In the late 16th Century, a large, baroque-style church was built over the tiny chapel that Francis repaired. It seemed a bit anachronistic, but Sister Nancy said that the large church was built to protect the original chapel and the many pilgrims who came to visit. We were not allowed to take pictures in the church, and Mass was in progress, so Steve and Nancy gave the orientation on the portico of the church and we went inside to spend time in the tiny chapel that St. Francis so loved and which served as the heart of the Order.
What always strikes me about this place is the explosion of color in the paintings both outside and within. It is a place filled with a sense of peace and a strong sense of love. Later, Sister Nancy described this place as a place of mission, because this was the site from which the Friars would be sent forth to places near and far. This was a place very dear to St.

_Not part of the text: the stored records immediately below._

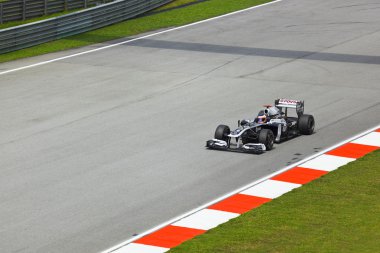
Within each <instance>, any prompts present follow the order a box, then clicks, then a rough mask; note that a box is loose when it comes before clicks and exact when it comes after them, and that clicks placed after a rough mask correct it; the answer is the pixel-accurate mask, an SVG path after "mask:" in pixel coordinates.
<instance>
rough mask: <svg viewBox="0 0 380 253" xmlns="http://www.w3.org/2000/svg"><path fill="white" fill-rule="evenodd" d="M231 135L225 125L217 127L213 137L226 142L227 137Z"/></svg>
mask: <svg viewBox="0 0 380 253" xmlns="http://www.w3.org/2000/svg"><path fill="white" fill-rule="evenodd" d="M230 133H231V130H230V128H229V127H228V126H226V125H219V126H218V127H217V128H216V130H215V134H214V137H215V139H218V140H223V141H226V142H227V141H228V135H229V134H230Z"/></svg>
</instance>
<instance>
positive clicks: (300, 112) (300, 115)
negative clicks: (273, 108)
mask: <svg viewBox="0 0 380 253" xmlns="http://www.w3.org/2000/svg"><path fill="white" fill-rule="evenodd" d="M274 104H275V106H276V107H277V108H279V109H282V108H291V109H296V112H297V115H298V116H301V115H302V114H303V111H304V107H305V102H304V101H301V100H293V99H286V98H280V99H276V100H275V101H274Z"/></svg>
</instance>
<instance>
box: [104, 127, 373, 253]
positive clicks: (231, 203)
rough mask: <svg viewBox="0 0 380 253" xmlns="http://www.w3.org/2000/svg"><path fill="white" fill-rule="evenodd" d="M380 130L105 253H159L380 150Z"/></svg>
mask: <svg viewBox="0 0 380 253" xmlns="http://www.w3.org/2000/svg"><path fill="white" fill-rule="evenodd" d="M379 127H380V126H377V127H376V128H374V129H371V130H369V131H367V132H365V133H362V134H360V135H357V136H355V137H353V138H350V139H348V140H346V141H344V142H342V143H339V144H337V145H335V146H333V147H331V148H329V149H326V150H324V151H322V152H320V153H318V154H316V155H313V156H311V157H309V158H306V159H304V160H302V161H300V162H298V163H296V164H294V165H291V166H289V167H286V168H284V169H282V170H281V171H279V172H277V173H274V174H272V175H269V176H267V177H266V178H263V179H261V180H259V181H256V182H254V183H252V184H250V185H248V186H245V187H244V188H242V189H239V190H237V191H236V192H233V193H231V194H229V195H227V196H225V197H223V198H220V199H218V200H215V201H213V202H212V203H211V204H207V205H205V206H203V207H200V208H198V209H197V210H195V211H193V212H191V213H188V214H185V215H183V216H182V217H179V218H176V219H174V220H172V221H170V222H168V223H166V224H163V225H162V226H161V227H157V228H155V229H152V230H150V231H147V232H146V233H144V234H143V235H141V236H140V237H138V238H135V239H132V240H129V241H127V242H124V243H122V244H120V245H118V246H115V247H113V248H112V249H109V250H108V251H105V252H114V253H162V252H166V251H168V250H169V249H171V248H173V247H176V246H178V245H180V244H181V243H183V242H185V241H187V240H190V239H191V238H193V237H195V236H197V235H200V234H203V233H205V232H206V231H207V230H209V229H212V228H214V227H216V226H218V225H220V224H222V223H225V222H227V221H228V220H230V219H232V218H236V217H238V216H239V215H240V214H243V213H245V212H248V211H250V210H252V209H254V208H257V207H259V206H261V205H262V204H264V203H266V202H269V201H271V200H272V199H274V198H277V197H279V196H281V195H283V194H285V193H287V192H289V191H291V190H293V189H295V188H298V187H300V186H302V185H304V184H307V183H309V182H310V181H312V180H315V179H317V178H319V177H321V176H323V175H325V174H327V173H329V172H330V171H333V170H336V169H337V168H339V167H340V166H343V165H345V164H347V163H349V162H352V161H354V160H356V159H358V158H360V157H362V156H364V155H366V154H368V153H370V152H372V151H374V150H377V149H379V148H380V128H379Z"/></svg>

Francis, and in a small infirmary next to the Chapel, he died in 1226. Nancy referred to the Portizuncula as “the womb of the Franciscan Order,” an image that seemed apropos for this place of sending forth.
We returned to the Casa for pranzo; afterwards, Kris, John and I tried to find the leather shop that Steve had spoken of. (On our walk to the St. Clare’s Basilica that morning, Mauro, the owner and leather craftsman extraordinaire, spotted Fr. Steve and raced out to greet him.) We didn’t find Maruo’s shop, but we did find this chocolate shop with this fabulous display window.

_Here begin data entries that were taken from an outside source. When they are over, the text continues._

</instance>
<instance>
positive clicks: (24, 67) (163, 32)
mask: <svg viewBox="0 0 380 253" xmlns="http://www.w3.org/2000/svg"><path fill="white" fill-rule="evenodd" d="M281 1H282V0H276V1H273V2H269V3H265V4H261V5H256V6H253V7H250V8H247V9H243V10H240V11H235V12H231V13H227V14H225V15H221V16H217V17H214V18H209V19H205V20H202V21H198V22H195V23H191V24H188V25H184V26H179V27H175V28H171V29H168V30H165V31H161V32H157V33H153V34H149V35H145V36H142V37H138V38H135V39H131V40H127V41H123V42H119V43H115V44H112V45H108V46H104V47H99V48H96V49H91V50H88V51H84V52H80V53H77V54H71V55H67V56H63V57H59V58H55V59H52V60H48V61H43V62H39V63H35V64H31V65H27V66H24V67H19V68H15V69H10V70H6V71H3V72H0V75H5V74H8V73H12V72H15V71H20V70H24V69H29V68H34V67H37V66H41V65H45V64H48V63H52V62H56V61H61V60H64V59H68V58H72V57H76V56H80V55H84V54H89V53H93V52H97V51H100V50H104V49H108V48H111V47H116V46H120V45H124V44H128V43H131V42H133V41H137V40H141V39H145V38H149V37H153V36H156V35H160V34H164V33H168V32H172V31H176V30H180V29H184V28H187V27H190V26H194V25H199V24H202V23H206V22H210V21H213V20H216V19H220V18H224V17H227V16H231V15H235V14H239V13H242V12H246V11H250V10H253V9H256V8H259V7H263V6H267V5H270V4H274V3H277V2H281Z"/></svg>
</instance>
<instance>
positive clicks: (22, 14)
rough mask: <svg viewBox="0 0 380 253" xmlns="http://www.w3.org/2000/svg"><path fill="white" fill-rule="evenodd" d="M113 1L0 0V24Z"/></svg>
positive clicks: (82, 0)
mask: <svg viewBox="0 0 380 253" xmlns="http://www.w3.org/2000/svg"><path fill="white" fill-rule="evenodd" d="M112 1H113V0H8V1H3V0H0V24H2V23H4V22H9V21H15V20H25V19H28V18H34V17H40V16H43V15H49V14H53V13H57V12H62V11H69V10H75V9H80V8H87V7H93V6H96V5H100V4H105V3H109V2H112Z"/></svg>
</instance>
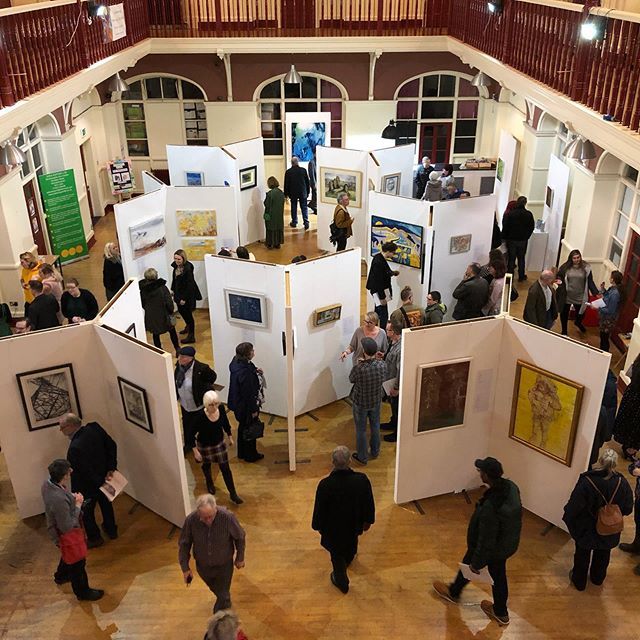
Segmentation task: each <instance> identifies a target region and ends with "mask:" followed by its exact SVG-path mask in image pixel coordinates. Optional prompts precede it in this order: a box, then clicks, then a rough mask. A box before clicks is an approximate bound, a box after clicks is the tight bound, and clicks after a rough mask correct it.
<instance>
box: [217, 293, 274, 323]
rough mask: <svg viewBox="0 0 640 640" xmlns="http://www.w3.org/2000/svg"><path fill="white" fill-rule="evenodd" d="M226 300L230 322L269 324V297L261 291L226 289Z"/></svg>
mask: <svg viewBox="0 0 640 640" xmlns="http://www.w3.org/2000/svg"><path fill="white" fill-rule="evenodd" d="M224 301H225V307H226V310H227V320H228V321H229V322H235V323H239V324H248V325H250V326H252V327H266V326H267V299H266V298H265V296H264V295H262V294H261V293H251V292H249V291H236V290H234V289H225V290H224Z"/></svg>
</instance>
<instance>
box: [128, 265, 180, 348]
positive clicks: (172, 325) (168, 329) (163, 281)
mask: <svg viewBox="0 0 640 640" xmlns="http://www.w3.org/2000/svg"><path fill="white" fill-rule="evenodd" d="M138 284H139V286H140V299H141V300H142V308H143V309H144V326H145V327H146V329H147V331H149V332H150V333H151V335H153V344H154V345H155V346H156V347H158V349H162V343H161V342H160V336H161V335H162V334H163V333H168V334H169V337H170V338H171V344H172V345H173V348H174V349H175V350H176V358H177V357H178V351H179V350H180V342H179V340H178V334H177V333H176V328H175V316H174V315H173V313H174V307H173V298H172V297H171V293H170V292H169V289H167V281H166V280H164V279H163V278H158V272H157V271H156V270H155V269H152V268H151V269H146V270H145V272H144V280H140V282H139V283H138Z"/></svg>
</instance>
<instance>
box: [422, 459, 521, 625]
mask: <svg viewBox="0 0 640 640" xmlns="http://www.w3.org/2000/svg"><path fill="white" fill-rule="evenodd" d="M475 466H476V469H478V471H479V472H480V479H481V480H482V482H483V483H484V484H486V485H487V486H488V487H489V488H488V489H487V490H486V491H485V492H484V494H483V495H482V497H481V498H480V500H478V503H477V504H476V509H475V511H474V512H473V515H472V516H471V520H470V521H469V526H468V528H467V552H466V553H465V555H464V558H463V559H462V563H463V564H467V565H469V568H470V569H471V571H472V572H473V573H480V569H482V568H484V567H487V569H488V570H489V574H490V575H491V578H492V579H493V586H492V590H493V602H491V601H490V600H483V601H482V602H481V603H480V607H481V609H482V610H483V611H484V613H485V614H486V615H487V616H488V617H489V618H491V619H492V620H495V621H496V622H497V623H498V624H499V625H500V626H503V627H504V626H506V625H508V624H509V612H508V611H507V597H508V594H509V588H508V584H507V572H506V565H507V559H508V558H510V557H511V556H512V555H513V554H514V553H515V552H516V551H517V549H518V545H519V543H520V532H521V529H522V503H521V502H520V491H519V489H518V487H517V486H516V484H515V483H514V482H512V481H511V480H507V479H506V478H503V477H502V476H503V473H504V471H503V469H502V465H501V464H500V462H499V461H498V460H496V459H495V458H484V459H479V460H476V461H475ZM468 583H469V581H468V580H467V579H466V578H465V577H464V576H463V575H462V571H458V575H457V576H456V578H455V580H454V581H453V582H452V583H451V584H450V585H446V584H445V583H444V582H440V581H437V582H434V583H433V588H434V590H435V592H436V593H437V594H438V595H439V596H440V597H441V598H443V599H444V600H447V601H449V602H453V603H457V602H458V601H459V598H460V594H461V593H462V590H463V589H464V587H465V586H466V585H467V584H468Z"/></svg>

For the afternoon, we trekked on foot to San Damiano, which is outside of the city walls. Mercifully, the walk was downhill, but it was quite steep at time. The landscape was a dramatic contrast with clouds rolling by at a quick clip and a strong wind blowing against us as we made our way to the Chapel. Our path cut through a large grove of olive trees, whose graceful forms and delicate leaves were a visual delight.
Before we entered San Damiano, Sister Nancy explained the significance of the site prior to Christianity. The temple of Minerva in Assisi was actually dedicated to Castor and Pollux, the twin Roman gods of healing. There is a spring somewhere on the site of San Damiano, and in Roman times, people would journey here for healing, though Castor and Pollux only worked in the evening, so it required a stay here. Along comes Christianity, and Cosmos and Damian are swapped out for Castor and Pollux. For some unknown reason, Cosmos’ name is dropped and the site was called San Damiano.

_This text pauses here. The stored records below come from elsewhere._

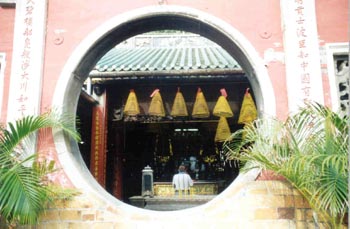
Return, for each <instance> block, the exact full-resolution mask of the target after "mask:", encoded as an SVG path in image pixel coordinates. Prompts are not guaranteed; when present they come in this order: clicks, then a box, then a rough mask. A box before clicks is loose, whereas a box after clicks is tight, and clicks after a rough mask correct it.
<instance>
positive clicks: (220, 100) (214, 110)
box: [213, 89, 233, 118]
mask: <svg viewBox="0 0 350 229" xmlns="http://www.w3.org/2000/svg"><path fill="white" fill-rule="evenodd" d="M220 91H221V96H220V97H219V98H218V101H217V102H216V104H215V107H214V109H213V115H215V116H218V117H226V118H228V117H233V112H232V110H231V107H230V104H229V103H228V102H227V99H226V96H227V94H226V91H225V89H221V90H220Z"/></svg>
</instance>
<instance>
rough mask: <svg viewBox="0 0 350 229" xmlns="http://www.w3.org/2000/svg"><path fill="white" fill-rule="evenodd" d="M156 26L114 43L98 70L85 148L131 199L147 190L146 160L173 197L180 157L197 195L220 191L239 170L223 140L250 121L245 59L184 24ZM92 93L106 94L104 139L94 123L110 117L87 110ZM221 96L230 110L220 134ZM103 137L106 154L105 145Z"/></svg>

St. Francis gave the site to St. Clare and her Sisters and Clare died here in 1253. Often St. Clare is depicted holding a monstrance. There is a story that the Saracens were storming the convent, and ultimately the city, and Clare took out the Eucharist in a monstrance and the Saracens fled. Nancy said that according to the sources, the Saracens had climbed over the wall surrounding the convent/monastery, and Clare took the box containing the Eucharist in it, and placed it on the floor in front of the locked door. She knelt in prayer along with her sisters and prayed that Christ would protect his city and all within it. As the sisters prayed, they heard a voice, the voice of a child say, “I have always protected my city and will protect it again.” The Saracens left. There is a lovely fresco showing Clare and her sisters in prayer that is on a wall near the niche where the Eucharist was kept. In the niche is a fresco of Christ as a child.
We walked up the steps to the dormitory where Clare and her sisters slept and where she died. The spot is cordoned off and a vase of fresh flowers is always there. While in this space, Steve led us in a healing service and invited all of us to a non-sacramental anointing. He invited us to pray for anyone we might know in need of healing at this time, and one by one we approached him and he anointed our hands. (Another group came into the dormitory and some of them got in line as well. I could see the one spouse whisper to the other, and I imagined her saying, “What are they doing?” The husband shrugged, but they thought it was a good idea to get in line as well.)